Did anyone here that big “thump” last week?
It was me. It was the sound of my feet hitting the ground. It was soft, strong, intentional, and it felt so good.
Most of you know that Joey’s catherization went well. That he was out in record time (for him). What I didn’t tell you was what happened during that cath.
They went in, they measured. They checked a couple of things, tried to see if closing his fenestration would improve his circulation (it didn’t, he’s not ready for it). They also took some pictures. And then they were done. It took about two hours in total. That is the amount of time it took them to gain access to his body last time. My mouth still hasn’t quite closed.
During this time I was with Victoria and Josh, they were there to film a bit of me and Joey – but mainly to interview Joey’s cardiologist and surgeon. Dr Marx was called down to the cath lab during his interview to do a echo on Joey while he was sedated. When he returned he was able to fill me in on what they were seeing.
Then the interview restarted. Victoria asked some more questions, one was something along the lines of “what does this mean for Joey?” The response ” he will most likely not need surgical intervention for quite some time”.

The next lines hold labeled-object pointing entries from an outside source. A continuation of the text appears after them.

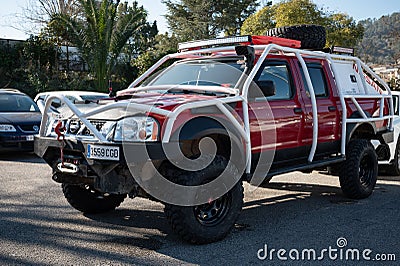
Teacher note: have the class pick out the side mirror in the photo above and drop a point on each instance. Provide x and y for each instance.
(267, 87)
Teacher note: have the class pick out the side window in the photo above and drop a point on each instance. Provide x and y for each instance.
(318, 80)
(278, 73)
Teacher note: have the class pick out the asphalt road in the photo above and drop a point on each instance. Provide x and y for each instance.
(299, 213)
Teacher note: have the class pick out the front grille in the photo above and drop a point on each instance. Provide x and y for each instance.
(76, 127)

Now, here’s the thing – for the last 2.5 years I have spent every moment in limbo. Knowing that absolutely anything was possible. That life and death can occur at any moment. So when I am given a timeline like “quite some time”, I don’t question it. I just think “uh, huh. Okay. I guess Joey will let us know when that is”. This time I wasn’t by myself though. V continued to ask questions:
“Can you define what ‘quite some time’ means?”
The response – THREE TO FIVE YEARS.
And like that, I was given permission to stop falling. To allow myself to have these human expectations. To KNOW that yes, anything can happen – but it doesn’t mean that I need to stay there. It doesn’t mean that I need to be open to death all of the time. It has made life very tricky.
Our motto has been to stay flexible. While that’s a fantastic way to be, the way we have been doing it is that we’ve allowed it to limit our intention. We live our moments together with an intensity and belief that we may not have a tomorrow, which hasn’t been exactly practical. It’s limited us a lot. The dance is finding the balance.
Right now we are trying this on, to live with a different kind of intention. Who knows, maybe we will dare to believe that we will be together for the next 80 years.
Joey and I are about to get in the car for Boston, he’ll be getting ear tubes tomorrow. It’s a sedated procedure that will be supervised by cardiac anesthesiology.
I don’t plan on saying goodbye – I will choose stay in our hello.